Traditional and occasion wear designer Puneet Gupta has stepped into the world of fine jewellery with the launch of ‘Deco Luméaura,’ a collection designed to blend heritage and contemporary aesthetics while taking inspiration from the dramatic landscapes of Ladakh.

Hints of Ladakh’s heritage can be seen in this sculptural evening bag – Puneet Gupta

 
“For me, Deco Luméaura is an exploration of transformation- of material, of story, of self,” said Puneet Gupta in a press release. “True luxury isn’t perfect; it is intentional. Every piece is crafted to be lived with and passed on.”

The jewellery collection features cocktail rings, bangles, chokers, necklaces, and statement evening bags made in recycled brass and finished with 24 carat gold. The stones used have been kept natural to highlight their imperfect and unique forms and each piece in the collection has been hammered, polished, and engraved by hand.

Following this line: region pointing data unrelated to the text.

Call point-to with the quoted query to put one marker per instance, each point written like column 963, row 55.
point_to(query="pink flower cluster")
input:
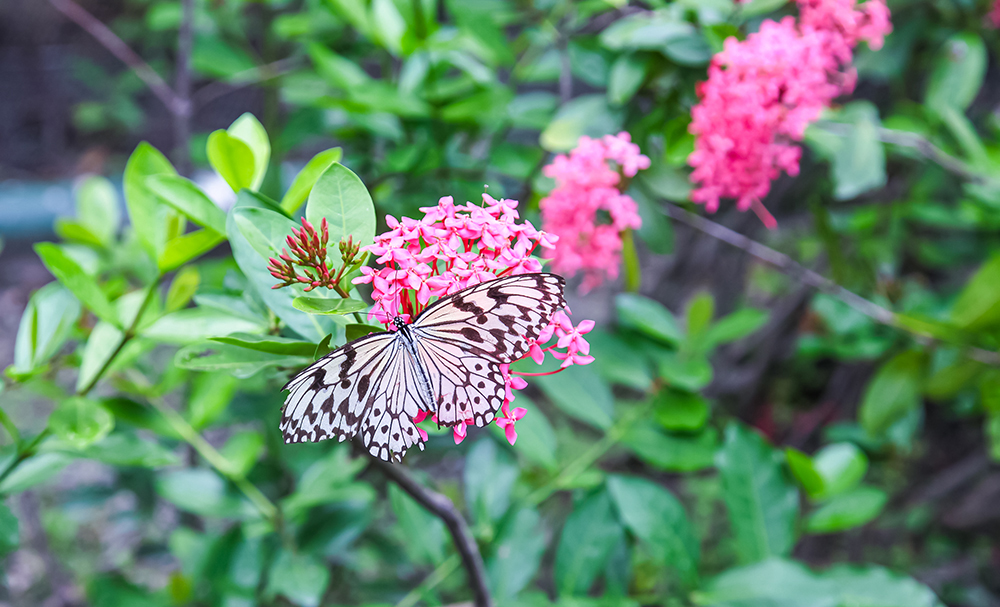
column 453, row 247
column 763, row 92
column 589, row 181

An eclectic mix of jewels from the collection
An eclectic mix of jewels from the collection – Puneet Gupta

 
Designed to function as wearable art pieces, the colourful jewellery echoes the geometry of Art Deco while incorporating distinctly South Asian imagery such as camels, butterflies, and tassels. Gupta divides his time between his stores in Hyderabad and Delhi and aims to bring Indian artistry to a global audience while crafting a dialogue between designer and artisan.